Die Span­nung in dem Buch rührt auch daher, dass Kut­scher in dem Vor­gän­ger-Band Olym­pia zahl­rei­che lose Enden hin­ter­las­sen hat. Hier setzt Trans­at­lan­tik naht­los an. Im Mit­tel­punkt des stärk­sten offe­nen Hand­lungs­strangs steht Gere­on Rath per­sön­lich. Rath ist nach sei­ner Flucht aus Ber­lin in Wies­ba­den unter­ge­taucht, arbei­tet für einen Win­zer als Aus­lie­fe­rer und hat kei­nen Kon­takt zu sei­ner Frau Char­lot­te. Als sei­ne Tar­nung auf­fliegt, muss er erneut flie­hen. Mit Hil­fe einer Kom­pli­zin schafft er es an Bord des Luft­schiffs LZ 129, der »Hin­den­burg«. Der Zep­pe­lin explo­diert bei der Lan­dung in Lakehurst/​USA und wird durch das Feu­er zer­stört, so dass »man kaum glau­ben konn­te, irgend­je­mand von den Pas­sa­gie­ren oder der Mann­schaft könn­te ent­rin­nen«. Mit die­sem Cliff­han­ger hat­te der ach­te Band geen­det.
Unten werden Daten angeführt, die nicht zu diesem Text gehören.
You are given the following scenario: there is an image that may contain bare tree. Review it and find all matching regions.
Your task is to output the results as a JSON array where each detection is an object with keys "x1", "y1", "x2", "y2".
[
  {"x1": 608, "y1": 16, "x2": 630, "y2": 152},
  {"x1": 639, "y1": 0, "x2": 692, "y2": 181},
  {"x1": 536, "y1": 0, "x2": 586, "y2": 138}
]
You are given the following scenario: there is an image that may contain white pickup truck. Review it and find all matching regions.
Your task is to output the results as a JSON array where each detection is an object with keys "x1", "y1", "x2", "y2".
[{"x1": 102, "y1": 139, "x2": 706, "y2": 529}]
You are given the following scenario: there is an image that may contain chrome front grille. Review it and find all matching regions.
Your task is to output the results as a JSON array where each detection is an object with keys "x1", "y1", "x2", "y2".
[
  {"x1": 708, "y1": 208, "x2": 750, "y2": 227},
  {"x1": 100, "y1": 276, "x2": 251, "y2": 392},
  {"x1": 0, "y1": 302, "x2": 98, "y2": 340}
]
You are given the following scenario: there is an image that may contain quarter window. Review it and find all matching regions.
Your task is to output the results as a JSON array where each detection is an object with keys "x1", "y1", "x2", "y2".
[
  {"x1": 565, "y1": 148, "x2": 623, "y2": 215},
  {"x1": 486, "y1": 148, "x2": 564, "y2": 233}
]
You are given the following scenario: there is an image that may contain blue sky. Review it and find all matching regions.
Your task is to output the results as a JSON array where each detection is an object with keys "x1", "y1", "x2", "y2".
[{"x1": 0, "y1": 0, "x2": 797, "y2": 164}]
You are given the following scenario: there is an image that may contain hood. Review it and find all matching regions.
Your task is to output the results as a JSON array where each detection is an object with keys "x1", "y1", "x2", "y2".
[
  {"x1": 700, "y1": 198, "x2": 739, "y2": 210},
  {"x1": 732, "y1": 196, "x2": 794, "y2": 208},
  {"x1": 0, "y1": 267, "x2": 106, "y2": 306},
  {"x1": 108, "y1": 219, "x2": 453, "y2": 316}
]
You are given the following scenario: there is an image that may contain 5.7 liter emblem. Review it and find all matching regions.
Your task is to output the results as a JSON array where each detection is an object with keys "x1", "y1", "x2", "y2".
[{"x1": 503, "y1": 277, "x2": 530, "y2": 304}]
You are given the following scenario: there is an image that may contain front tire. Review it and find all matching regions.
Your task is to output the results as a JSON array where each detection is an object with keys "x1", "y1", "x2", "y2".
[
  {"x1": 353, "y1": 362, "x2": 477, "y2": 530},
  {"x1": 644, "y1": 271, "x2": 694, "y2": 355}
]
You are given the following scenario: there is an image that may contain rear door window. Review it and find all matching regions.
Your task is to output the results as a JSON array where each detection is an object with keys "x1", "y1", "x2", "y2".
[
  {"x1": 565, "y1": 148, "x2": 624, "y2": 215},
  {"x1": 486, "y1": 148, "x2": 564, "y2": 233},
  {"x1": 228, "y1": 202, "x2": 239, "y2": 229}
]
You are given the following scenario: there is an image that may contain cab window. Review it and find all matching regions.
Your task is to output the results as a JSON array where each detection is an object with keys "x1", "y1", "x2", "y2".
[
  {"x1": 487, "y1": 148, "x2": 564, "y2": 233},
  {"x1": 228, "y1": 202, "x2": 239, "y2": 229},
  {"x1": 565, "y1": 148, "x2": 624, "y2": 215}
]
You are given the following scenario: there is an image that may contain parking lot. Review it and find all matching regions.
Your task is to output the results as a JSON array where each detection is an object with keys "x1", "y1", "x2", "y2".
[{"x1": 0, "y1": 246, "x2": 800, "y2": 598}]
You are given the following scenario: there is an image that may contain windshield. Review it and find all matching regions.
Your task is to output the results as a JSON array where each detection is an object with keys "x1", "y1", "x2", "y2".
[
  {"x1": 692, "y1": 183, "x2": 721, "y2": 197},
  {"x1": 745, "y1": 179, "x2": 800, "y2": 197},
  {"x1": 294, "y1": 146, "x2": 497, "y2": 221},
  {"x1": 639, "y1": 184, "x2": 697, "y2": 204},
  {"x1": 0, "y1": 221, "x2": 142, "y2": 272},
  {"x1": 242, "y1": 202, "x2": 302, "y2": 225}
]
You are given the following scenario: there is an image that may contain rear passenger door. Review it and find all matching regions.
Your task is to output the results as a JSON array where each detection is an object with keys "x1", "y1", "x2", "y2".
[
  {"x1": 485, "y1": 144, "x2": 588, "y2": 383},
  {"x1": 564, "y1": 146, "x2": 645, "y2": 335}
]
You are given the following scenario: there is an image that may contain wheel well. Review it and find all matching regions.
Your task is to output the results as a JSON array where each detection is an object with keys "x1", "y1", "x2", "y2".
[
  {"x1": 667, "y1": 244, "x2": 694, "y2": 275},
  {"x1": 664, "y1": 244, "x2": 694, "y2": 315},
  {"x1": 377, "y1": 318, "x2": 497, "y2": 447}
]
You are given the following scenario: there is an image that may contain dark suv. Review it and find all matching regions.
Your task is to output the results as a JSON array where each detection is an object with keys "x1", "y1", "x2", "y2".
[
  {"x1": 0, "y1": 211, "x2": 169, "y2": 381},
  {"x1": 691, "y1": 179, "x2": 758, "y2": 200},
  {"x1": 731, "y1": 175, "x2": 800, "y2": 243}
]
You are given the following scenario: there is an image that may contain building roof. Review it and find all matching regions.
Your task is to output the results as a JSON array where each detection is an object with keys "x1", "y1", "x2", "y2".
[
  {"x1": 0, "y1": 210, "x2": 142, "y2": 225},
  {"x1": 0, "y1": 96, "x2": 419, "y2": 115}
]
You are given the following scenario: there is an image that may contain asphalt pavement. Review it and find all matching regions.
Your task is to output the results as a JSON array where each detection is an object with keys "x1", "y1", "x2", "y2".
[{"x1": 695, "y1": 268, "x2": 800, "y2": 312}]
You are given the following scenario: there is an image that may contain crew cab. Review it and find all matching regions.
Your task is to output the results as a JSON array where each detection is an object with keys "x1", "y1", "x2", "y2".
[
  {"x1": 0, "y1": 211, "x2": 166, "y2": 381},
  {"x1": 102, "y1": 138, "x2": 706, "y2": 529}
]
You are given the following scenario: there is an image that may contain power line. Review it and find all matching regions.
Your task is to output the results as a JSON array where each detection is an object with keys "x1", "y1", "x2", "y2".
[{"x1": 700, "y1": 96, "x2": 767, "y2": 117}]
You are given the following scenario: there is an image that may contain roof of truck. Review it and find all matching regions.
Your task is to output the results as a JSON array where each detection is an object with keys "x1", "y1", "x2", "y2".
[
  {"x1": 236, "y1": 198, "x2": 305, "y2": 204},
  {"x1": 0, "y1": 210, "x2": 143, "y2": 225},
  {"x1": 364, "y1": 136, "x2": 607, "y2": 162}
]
Ich habe es vor zwei Jah­ren in Ossietzky beschrie­ben (23/​2020).

Auch dies­mal treibt die Hand­lung ful­mi­nant den dra­ma­ti­schen Kon­fron­ta­tio­nen ent­ge­gen, dies­seits und jen­seits des Atlan­tiks, wo Gere­on Rath, der den Absturz über­lebt hat, nach der Gesun­dung als Post­bo­te arbei­tet. Doch die Ver­gan­gen­heit holt ihn ein. Der ehe­ma­li­ge SS-Grup­pen­füh­rer und heim­li­che Gang­ster­boss von Ber­lin, Mar­low (sie­he den gleich­na­mi­gen Band 7 der Rei­he), in des­sen zwie­lich­ti­ge Gesell­schaft Rath in Ber­lin gera­ten war, ist inzwi­schen in den USA eine Grö­ße im Hero­in-Geschäft. Er trach­tet Rath und auch Char­lie im fer­nen Ber­lin nach dem Leben, will Rache für den Tod sei­nes Soh­nes, für den er den frü­he­ren Kom­mis­sar ver­ant­wort­lich macht – noch ein loser Strang aus Band 8. Über­haupt ist Rache ein zen­tra­les Hand­lungs­mo­tiv ver­schie­de­ner Akteu­re. Und auch dies­mal kommt es, wie schon in Band 8, Olym­pia, zu Situa­tio­nen, in denen eigent­lich »nichts mehr geht«, die aber von Kut­scher schlüs­sig auf­ge­löst wer­den. Daher ist mei­ne Emp­feh­lung die glei­che wie vor zwei Jah­ren: Machen Sie sich ein paar span­nen­de Stun­den, lesen Sie die­ses Buch. Und als Zuga­be erhal­ten sie en pas­sant eine gehö­ri­ge Por­ti­on Zeit­ge­schich­te und Zeitkolorit.

 Vol­ker Kut­scher: Trans­at­lan­tik, Piper Ver­lag, Mün­chen 2022, 588 S., 26 €.